Jenkins releases patch for critical pipeline security flaws

Vulnerability in continuous integration software could expose your pipeline to hackers

A critical vulnerability in open source automation tool Jenkins could allow permission checks to be bypassed through the use of specially-crafted URLs.

Jenkins uses the Stapler web framework for HTTP request handling, which uses reflection to dispatch incoming web requests to controller code.

This means that any public methods that start with get and include string and integer parameters are exposed to the web server.

Because this is a common naming convention, this has led to multiple internal Jenkins methods being inadvertently exposed.

The precise impact of this isn’t clear. The advisory notes that code execution could be a possible outcome – though on closer inspection, this seems to be a worst-case scenario.

“To clarify, the vulnerability we addressed had nothing to do with arbitrary code execution, but was rather an issue discovered by the Jenkins security team that allowed a small subset of existing Jenkins code to be invoked by a remote client,” Daniel Beck, Jenkins security officer, told The Daily Swig in an email.

“While the known impact is pretty limited, we felt that the layer at which the vulnerability existed, and its potential warranted a higher score.”

These potential attacks include unauthenticated users being able to invalidate sessions when running with the built-in server, and users with overall/read permissions being able to create new user objects in memory.

The advisory reads: “Given the vast potential attack surface, we fully expect other attacks, that we are not currently aware of, to be possible on Jenkins releases that do not have this fix applied.

“This is reflected in the high score we assigned to this issue, rather than limiting the score to the impact through known issues.”

Beck added: “Jenkins users should always keep their instances up to date.

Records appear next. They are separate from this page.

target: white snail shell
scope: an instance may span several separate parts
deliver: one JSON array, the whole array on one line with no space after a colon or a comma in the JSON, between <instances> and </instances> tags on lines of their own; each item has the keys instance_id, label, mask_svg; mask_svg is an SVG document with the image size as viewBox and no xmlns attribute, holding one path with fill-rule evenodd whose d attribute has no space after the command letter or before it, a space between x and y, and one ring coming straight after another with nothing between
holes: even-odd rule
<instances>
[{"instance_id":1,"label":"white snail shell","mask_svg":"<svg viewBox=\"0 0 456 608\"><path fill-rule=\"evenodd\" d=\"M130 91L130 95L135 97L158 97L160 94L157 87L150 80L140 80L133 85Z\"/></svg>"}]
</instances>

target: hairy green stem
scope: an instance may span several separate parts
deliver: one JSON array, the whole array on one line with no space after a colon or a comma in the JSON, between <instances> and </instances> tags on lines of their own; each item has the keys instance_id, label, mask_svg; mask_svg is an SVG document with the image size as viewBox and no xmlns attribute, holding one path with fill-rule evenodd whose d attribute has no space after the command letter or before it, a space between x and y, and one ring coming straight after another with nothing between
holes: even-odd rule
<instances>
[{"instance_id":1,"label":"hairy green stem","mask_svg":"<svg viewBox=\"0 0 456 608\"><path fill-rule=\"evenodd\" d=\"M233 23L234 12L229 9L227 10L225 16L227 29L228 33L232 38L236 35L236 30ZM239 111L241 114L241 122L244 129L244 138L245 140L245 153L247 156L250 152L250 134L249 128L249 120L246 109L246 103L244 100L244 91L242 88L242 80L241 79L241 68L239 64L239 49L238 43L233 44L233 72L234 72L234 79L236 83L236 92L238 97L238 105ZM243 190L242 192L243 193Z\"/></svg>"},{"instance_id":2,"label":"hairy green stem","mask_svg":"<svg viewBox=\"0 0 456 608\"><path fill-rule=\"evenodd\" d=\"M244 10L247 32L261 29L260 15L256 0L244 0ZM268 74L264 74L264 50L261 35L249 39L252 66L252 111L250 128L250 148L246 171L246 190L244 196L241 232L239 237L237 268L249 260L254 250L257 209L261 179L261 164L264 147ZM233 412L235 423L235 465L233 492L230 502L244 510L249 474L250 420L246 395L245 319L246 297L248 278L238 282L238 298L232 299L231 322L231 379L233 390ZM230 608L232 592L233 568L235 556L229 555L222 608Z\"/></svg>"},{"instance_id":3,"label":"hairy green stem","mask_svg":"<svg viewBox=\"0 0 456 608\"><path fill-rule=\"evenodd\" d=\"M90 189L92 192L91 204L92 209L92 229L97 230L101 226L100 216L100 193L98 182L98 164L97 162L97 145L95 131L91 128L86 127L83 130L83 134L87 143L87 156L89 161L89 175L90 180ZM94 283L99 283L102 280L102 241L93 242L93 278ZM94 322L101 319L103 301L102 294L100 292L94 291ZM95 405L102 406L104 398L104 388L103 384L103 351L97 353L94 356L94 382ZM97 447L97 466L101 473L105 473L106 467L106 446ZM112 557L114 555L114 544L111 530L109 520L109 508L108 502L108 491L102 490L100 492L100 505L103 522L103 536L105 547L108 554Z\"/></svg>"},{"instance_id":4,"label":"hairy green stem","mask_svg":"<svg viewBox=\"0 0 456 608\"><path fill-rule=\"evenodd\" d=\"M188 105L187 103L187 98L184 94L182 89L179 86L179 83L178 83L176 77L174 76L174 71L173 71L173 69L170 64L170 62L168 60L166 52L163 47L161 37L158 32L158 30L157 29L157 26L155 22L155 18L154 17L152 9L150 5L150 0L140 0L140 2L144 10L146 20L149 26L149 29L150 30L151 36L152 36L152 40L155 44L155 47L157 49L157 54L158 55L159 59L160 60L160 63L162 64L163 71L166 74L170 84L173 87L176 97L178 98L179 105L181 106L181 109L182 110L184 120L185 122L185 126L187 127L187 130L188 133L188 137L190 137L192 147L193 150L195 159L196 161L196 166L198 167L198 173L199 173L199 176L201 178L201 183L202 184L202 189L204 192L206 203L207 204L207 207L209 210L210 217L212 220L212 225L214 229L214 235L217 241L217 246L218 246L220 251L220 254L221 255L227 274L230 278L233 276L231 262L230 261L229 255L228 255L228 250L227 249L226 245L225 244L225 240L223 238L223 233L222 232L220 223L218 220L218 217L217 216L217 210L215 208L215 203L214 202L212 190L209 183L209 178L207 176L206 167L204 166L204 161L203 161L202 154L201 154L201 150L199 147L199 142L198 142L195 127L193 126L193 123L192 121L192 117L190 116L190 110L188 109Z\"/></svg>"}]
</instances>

In this case, we released updates for two LTS lines simultaneously for the first time, so admins could apply the update without having to go through a major version jump.

“We strive to fix all security vulnerabilities in Jenkins and plugins in a timely manner.”

Reflection is also used by Apache Struts, via the OGNL library.

Struts has suffered a number of serious security flaws in recent years. In 2017, a vulnerability in the framework was exploited to expose the details of up to 148 million Equifax customers.

Another flaw, revealed in August 2018, could lead to remote code execution.

These issues underline the dangers of using reflection with untrusted data, and application architects would do well to avoid this unsafe practice.